Two default fonts are supplied with the deamon. These may be accessed with locations: /fonts/digital and /fonts/large.

count-month-gfx [location]
This directive inserts a HTML tag to include a graphical representation of the number of times that this page has been retrieved this month. See above for location.
count-today-gfx [location]
This directive inserts a HTML tag to include a graphical representation of the number of times that this page has been retrieved today. See above for location.
date
This directive inserts the current date and time, optionally in your own format. You can specify your own date and time format using the date-format directive (see below).
date-format format
This directive uses format as the new date and time format. You must specify the format in strftime(3) format. Type man strftime for help on how to use this format.
include-file file
This directive allows you to include another file in this document. Very useful for standard headers and footers. Note that included files may be nested and that directives are parsed in them. Note also that counters and such always count the original file, so you can use the count-* directives in your standard headers and footers.
last-mod [file]
This directive (with a pseudonym last-modified inserts the last modification date of either the originally request file (the current document) or the optionally specified file. The date will be in the format specified by the date-format directive.
remote-host
Inserts the name (or the IP number if the name cannot be resolved) of the remote computer that is asking for this document.
run-cgi cgi
Runs the CGI binary cgi and inserts its output at this point. Standard PATH_INFO and PATH_TRANSLATED parsing is done, so you can give argumens to the CGI binary. All standard CGI environment variables will be set up appriopriately. See the CGI section for more details on CGI's.
agent-short
This directive inserts the name of the browser that the remote user is using in the short version (i.e. without the version number).

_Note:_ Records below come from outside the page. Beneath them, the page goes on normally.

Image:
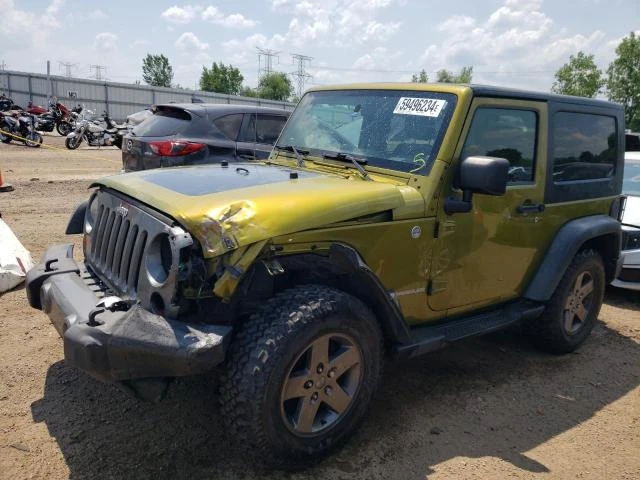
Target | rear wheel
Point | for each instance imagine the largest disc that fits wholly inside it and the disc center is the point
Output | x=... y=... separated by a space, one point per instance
x=33 y=139
x=302 y=371
x=72 y=142
x=64 y=128
x=573 y=309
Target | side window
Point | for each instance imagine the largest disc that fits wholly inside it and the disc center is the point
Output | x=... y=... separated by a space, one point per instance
x=505 y=133
x=229 y=125
x=248 y=130
x=269 y=128
x=584 y=146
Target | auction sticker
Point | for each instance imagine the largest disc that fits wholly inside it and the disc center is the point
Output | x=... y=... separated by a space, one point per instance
x=424 y=107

Note that Netscape is displayed as Mozilla, which is Netscape's real name.
agent-long
This directive inserts the name of the browser that the remote user is using in the long version (i.e. with version numbers and other comments that the browser sends).
if keyword pattern(s)
The following four directive are the most powerful: they allow a kind of flow control in your documents. This directive displays all text and directives after it until it encounters an endif or a else directive, if the query evaluates to true.

Possible keywords are:

browser
If any of the patterns match the browser name that the remote user if using, the query evaluates to true, otherwise it evaluates to false. See below on how to specify patterns.
remote-host
If any of the patterns match the remote host's name or IP number, the query evaluates to true, otherwise it evaluates to false.
remote-name
If any of the patterns match the remote host's name, the query evaluates to true, otherwise it evaluates to false.
remote-addr
If any of the patterns match the remote host's IP number, the query evaluates to true, otherwise it evaluates to false.
argument
It is possible (since version 2.1) to pass arguments to HTML documents. If any of the patterns match the given argument, the query evaluates to true, otherwise it evaluates to false.

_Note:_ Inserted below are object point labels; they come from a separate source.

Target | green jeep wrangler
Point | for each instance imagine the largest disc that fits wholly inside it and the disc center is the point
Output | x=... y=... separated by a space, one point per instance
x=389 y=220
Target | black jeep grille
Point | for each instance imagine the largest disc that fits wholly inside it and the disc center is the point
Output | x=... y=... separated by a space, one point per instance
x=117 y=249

Arguments are passed by appending a question mark to the page's URL and giving the arguments after that. For example:
http://www.foo.bar/~test/blah.html?this_is_an_argument

Patterns are simple wildcard patterns (case-insensitive). For example, to match any version of Netscape (which is really called Mozilla), you would use mozilla/*. If you want to match any Mosaic version 2, you would use *Mosaic*/2*.

A browser's name is always constructed in the following way:
browsername/version extra/version

if-not keyword pattern(s)
This does exactly the same as if, except that it displays the following text only if the query evaluates to false instead of true.
else
This can be used after an if or if-not directive. The meaning is obvious.
endif
Ends an if or not-if. Note that these constructions may be nested!